If you lived in the village in 1992 did you, along with my family, help to plant the saplings that since then have matured into Gibbies Wood? Various village organisations were invited to help plant this area of Rushcliffe Country Park.
Over the years wood has been used throughout the Park in various ways , signage, sculptures, seating and sensory activities .The creative skills of the numerous volunteers who form the Friends of Rushcliffe Country Park (FoRCP) have crafted various wooden items throughout the park.
Unfortuntely 2 popular features in Gibbies Wood, the wooden lizard and the hedgehog, have recently succumbed to rather a lot of rot and invertebrate infestation. They have been removed for everyone’s safety. It turns out the hedgehog was an ideal habitat for the Lesser Stag Beetle and loads of adults and larvae were discovered living in it.
All the material has been relocated to a safe area, suitable for its inhabitants to continue their insect lives.
A habitat for the beetles and their larvae has also been created and everyone moved in – hopefully without too much disturbance.
The volunteers will endeavour to install new constructions in Gibbies Wood later in the year.
Across the other side of the Park a new sign has been erected at the entrance to the Country Park.

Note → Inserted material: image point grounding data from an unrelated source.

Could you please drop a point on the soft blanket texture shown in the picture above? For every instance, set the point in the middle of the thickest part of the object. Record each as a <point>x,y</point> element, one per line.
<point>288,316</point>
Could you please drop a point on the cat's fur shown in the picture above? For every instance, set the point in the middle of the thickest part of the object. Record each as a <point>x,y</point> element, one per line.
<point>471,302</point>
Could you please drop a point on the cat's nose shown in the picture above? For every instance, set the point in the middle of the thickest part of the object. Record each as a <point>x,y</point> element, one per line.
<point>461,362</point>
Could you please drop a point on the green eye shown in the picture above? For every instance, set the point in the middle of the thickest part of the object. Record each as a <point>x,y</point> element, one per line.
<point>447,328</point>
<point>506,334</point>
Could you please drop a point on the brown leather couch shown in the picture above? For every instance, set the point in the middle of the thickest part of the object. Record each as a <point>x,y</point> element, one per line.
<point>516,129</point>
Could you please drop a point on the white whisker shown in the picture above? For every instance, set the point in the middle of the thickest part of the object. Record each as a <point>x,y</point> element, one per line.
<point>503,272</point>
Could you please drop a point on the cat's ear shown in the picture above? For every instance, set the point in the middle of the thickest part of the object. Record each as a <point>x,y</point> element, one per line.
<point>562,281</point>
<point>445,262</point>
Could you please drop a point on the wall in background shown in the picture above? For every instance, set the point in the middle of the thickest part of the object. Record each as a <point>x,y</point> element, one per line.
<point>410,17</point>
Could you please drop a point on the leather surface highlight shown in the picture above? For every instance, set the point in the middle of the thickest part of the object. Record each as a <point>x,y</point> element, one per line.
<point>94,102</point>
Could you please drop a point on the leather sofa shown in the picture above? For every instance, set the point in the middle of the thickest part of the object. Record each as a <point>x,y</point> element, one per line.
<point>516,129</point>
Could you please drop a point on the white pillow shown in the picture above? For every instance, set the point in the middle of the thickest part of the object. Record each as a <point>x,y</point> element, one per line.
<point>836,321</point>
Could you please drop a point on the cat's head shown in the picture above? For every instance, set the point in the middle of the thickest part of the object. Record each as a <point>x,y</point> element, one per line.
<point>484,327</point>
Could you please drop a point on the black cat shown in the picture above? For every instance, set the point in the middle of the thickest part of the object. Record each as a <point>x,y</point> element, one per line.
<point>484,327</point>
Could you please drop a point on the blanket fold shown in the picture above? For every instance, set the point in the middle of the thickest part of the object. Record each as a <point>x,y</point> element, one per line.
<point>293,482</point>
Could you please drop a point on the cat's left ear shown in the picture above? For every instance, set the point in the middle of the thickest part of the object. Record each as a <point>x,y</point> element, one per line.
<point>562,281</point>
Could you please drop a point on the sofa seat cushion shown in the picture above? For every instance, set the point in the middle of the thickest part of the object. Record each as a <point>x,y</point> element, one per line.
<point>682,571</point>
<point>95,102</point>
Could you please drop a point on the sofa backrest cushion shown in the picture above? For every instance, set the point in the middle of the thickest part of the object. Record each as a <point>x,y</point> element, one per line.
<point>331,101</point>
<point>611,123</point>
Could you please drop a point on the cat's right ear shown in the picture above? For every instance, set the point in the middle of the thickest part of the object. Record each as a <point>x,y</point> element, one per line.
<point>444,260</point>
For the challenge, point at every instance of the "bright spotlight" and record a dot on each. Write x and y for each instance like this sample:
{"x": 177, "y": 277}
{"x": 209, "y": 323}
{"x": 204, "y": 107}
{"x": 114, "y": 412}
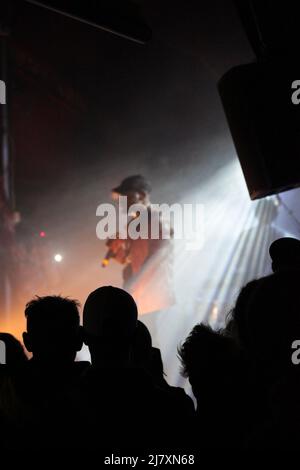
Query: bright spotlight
{"x": 58, "y": 258}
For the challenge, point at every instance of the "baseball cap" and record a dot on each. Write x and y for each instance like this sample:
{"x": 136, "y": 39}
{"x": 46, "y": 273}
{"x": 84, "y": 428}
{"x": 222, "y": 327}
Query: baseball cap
{"x": 133, "y": 183}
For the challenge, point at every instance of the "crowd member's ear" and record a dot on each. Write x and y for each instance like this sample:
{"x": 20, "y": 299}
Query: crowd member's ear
{"x": 27, "y": 341}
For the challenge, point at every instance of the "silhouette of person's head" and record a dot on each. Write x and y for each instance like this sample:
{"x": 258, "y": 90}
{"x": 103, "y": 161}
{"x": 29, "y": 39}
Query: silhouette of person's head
{"x": 207, "y": 359}
{"x": 285, "y": 254}
{"x": 109, "y": 323}
{"x": 273, "y": 321}
{"x": 236, "y": 325}
{"x": 14, "y": 352}
{"x": 53, "y": 329}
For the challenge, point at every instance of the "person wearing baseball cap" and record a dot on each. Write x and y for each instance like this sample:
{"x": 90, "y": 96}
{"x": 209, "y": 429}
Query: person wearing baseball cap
{"x": 147, "y": 272}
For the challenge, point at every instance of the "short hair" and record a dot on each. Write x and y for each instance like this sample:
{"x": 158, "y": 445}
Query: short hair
{"x": 52, "y": 313}
{"x": 110, "y": 313}
{"x": 205, "y": 348}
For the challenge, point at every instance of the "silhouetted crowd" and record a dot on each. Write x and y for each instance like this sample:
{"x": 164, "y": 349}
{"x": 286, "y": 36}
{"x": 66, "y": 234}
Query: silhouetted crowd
{"x": 245, "y": 378}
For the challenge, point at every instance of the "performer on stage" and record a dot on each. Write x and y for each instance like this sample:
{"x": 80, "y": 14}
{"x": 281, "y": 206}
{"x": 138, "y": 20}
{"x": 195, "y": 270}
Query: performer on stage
{"x": 147, "y": 262}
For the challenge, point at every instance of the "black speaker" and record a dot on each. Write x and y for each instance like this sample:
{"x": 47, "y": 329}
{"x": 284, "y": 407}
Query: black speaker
{"x": 264, "y": 123}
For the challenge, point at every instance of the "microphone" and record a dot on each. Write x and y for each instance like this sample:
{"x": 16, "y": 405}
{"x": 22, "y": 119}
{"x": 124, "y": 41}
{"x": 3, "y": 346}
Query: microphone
{"x": 109, "y": 254}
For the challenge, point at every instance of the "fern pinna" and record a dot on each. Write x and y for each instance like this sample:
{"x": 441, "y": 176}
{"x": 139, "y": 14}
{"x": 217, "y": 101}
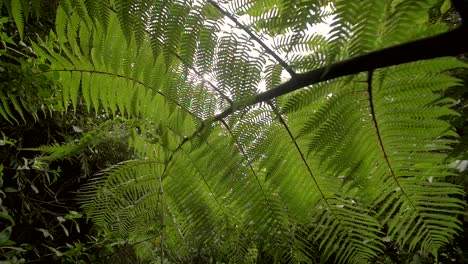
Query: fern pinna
{"x": 238, "y": 162}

Based on the brown tourist sign for Country Parks, it is a stylised depiction of parents and child. This once again has been crafted in wood.
This particular sign is the work of Roger Byrne, a volunteer at the park for the last 10 years. He, like all the other volunteers, is passionate about the area. I for one thank them for providing me with such an attractive natural place to visit literally on my doorstep.